In Ermangelung (oder signifikanter Reduzierung) des Welthandels werden diese Institutionen und Strategien bedeutungslos. Wenn die wirtschaftliche Motivation solcher Institutionen und Strategien abnimmt oder verschwindet, sind sie unnötig. In der neuen Situation gewinnen und verlieren die Landstaaten nicht viel, aber die Seestaaten verlieren viel mehr. Historisch gesehen waren die Länder Eurasiens im Zusammenhang mit dem Seehandel viel schwächer - der Außenhandel auf dem Seeweg spielte erst in den letzten Jahrzehnten eine spürbare Rolle in ihren Volkswirtschaften. Es sei darauf hingewiesen, dass sie auch unter diesen Bedingungen versuchten, die Liefermethoden ("Gürtel und Straße" - China, Pipelines - Russland) zu diversifizieren, teilweise um die Abhängigkeit vom maritimen Welthandelssystem zu verringern, das von der atlantischen Gemeinschaft kontrolliert wurde. Jetzt wird dieses System im Prinzip schwächer und von einem großen Vorteil,Einflussquelle und Einkommensquelle werden eine ernsthafte Belastung für die Atlantiker sein.

***

Ein gewisses Gefühl eines drohenden Gewitters war schon lange in der Luft. Nach dem Verschwinden der Sowjetunion wurde weder eine verständliche internationale Ordnung noch ein einziger kultureller und ideologischer Raum gebildet.
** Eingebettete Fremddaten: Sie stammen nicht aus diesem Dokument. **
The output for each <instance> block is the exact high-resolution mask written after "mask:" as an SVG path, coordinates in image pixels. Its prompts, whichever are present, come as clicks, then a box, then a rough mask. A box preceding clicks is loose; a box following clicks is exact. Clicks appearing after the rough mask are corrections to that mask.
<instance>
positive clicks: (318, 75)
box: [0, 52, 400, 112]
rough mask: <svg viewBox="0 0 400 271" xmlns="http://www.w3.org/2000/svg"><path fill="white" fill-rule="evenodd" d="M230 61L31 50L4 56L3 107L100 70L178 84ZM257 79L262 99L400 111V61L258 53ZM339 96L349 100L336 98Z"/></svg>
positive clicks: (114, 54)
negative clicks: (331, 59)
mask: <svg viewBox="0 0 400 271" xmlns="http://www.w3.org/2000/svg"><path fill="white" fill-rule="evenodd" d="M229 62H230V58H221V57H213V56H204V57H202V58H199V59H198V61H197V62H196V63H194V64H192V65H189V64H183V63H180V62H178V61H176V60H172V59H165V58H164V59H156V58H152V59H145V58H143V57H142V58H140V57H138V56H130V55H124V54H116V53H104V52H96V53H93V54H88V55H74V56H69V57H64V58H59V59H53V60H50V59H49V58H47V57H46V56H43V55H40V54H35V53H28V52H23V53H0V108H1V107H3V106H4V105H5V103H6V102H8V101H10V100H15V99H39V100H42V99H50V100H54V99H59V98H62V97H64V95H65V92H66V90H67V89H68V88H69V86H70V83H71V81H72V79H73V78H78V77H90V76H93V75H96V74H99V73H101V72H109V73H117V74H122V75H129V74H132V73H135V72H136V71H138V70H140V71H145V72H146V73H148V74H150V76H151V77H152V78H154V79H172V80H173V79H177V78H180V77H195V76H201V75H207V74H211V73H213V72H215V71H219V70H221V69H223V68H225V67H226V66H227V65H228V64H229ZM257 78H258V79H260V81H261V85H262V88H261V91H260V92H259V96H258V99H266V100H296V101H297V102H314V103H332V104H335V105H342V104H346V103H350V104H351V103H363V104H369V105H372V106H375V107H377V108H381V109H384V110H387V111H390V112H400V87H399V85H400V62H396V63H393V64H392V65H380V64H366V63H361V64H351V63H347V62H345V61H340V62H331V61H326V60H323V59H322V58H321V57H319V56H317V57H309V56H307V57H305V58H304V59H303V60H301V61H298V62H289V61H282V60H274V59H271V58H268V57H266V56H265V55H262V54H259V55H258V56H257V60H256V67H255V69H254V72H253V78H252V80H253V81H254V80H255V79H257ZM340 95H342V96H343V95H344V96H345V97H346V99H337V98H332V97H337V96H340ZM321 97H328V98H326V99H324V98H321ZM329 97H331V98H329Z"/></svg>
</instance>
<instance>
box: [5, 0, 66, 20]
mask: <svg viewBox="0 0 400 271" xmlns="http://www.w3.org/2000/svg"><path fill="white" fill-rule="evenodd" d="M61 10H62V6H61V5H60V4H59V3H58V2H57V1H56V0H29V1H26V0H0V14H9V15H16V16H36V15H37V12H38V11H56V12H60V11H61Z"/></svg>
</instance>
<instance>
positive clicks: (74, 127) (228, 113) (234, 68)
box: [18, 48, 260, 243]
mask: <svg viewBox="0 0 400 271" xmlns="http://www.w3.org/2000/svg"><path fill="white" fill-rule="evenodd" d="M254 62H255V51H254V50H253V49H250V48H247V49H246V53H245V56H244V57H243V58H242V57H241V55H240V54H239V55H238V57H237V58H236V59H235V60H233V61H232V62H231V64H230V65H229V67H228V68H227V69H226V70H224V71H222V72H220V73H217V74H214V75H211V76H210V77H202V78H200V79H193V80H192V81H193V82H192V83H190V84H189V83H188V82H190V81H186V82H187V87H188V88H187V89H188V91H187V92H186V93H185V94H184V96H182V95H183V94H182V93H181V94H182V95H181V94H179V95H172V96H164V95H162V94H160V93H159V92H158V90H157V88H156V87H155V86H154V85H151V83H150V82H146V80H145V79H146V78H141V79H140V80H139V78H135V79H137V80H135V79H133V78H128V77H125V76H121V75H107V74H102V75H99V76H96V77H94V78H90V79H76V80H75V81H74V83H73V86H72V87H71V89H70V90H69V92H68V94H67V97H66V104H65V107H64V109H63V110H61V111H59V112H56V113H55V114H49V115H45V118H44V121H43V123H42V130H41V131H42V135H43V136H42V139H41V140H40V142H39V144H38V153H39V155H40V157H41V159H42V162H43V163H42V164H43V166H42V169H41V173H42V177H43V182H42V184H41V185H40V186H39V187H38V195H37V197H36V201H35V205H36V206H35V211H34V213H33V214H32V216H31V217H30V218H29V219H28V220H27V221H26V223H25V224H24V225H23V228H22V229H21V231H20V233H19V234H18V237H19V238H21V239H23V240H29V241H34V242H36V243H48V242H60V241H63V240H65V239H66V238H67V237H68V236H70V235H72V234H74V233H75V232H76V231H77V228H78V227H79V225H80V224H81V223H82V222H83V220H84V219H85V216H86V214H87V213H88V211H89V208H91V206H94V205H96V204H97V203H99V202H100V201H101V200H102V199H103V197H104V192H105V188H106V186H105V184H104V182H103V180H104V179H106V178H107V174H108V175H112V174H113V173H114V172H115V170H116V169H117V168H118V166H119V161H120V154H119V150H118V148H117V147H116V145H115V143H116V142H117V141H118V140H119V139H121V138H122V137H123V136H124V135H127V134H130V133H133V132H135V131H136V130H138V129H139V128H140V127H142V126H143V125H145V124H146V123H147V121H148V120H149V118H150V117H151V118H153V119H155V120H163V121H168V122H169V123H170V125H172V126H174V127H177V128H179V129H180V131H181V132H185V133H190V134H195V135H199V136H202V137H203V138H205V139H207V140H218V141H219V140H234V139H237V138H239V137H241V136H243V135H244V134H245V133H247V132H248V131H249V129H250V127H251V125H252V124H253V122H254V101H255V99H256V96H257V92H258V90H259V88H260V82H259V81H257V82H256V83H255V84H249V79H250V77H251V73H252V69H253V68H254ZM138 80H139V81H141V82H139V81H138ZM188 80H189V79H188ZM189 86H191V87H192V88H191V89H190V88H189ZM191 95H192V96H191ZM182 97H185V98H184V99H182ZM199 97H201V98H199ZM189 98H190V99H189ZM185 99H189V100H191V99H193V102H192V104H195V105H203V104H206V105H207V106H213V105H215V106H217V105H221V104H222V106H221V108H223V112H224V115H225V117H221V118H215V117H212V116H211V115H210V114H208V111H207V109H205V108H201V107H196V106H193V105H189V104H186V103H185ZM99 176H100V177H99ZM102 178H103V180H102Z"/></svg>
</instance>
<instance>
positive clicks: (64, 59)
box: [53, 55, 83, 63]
Die Weltwirtschaft nahm immer künstlichere und hässlichere Formen an und stützte sich auf endlose Geldmengen, Kredite, die niemand vergeben würde, und wachsende wirtschaftliche Ungleichheit zwischen Ländern und innerhalb der nationalen Gesellschaften. Auch die soziale und ideologische Entwicklung hörte auf. Das Ideengepäck, mit dem die Menschheit lebt, ist das gleiche geblieben wie vor 150 Jahren, und die „konservativen Massen“haben das Konzept einer neuen idealen Welt nicht akzeptiert, zumal sie nicht existieren.

Die Pandemie und die Wirtschaftskrise waren Auslöser für die nationalen Eliten - niemand sonst konnte und wollte warten. Wahrscheinlich können die begonnenen Prozesse als Reaktion von Staaten und Gesellschaften auf die rasche wirtschaftliche Globalisierung charakterisiert werden, da die Welt immer noch aus Nationalstaaten besteht und die politische Integration nicht beobachtet wurde und Gesellschaften, zumindest viele, immer noch ihre nationale Identität behalten. Andere Erklärungen sind ebenfalls möglich. Eines ist klar: Wir treten in eine Ära größerer Uneinigkeit ein, und die verbindenden Bindungen zwischen Völkern und Ländern sind eher schwach.

Das letzte Mal entwickelte sich in der Zwischenkriegszeit ein ähnliches Bild. Analogien in solchen Angelegenheiten sind normalerweise unangemessen, aber die Ähnlichkeiten zwischen „damals“und „heute“sind sichtbar. Es ist die Trennung und Abwesenheit eines Weltmarktführers mit der Schwächung der Weltinstitutionen vor dem Hintergrund einer tiefen Wirtschaftskrise. Wir werden versuchen, mit geringen Verlusten aus der gegenwärtigen Situation herauszukommen, aber denken Sie daran, dass die Angelegenheit vor nicht allzu langer Zeit in einem Weltkrieg endete.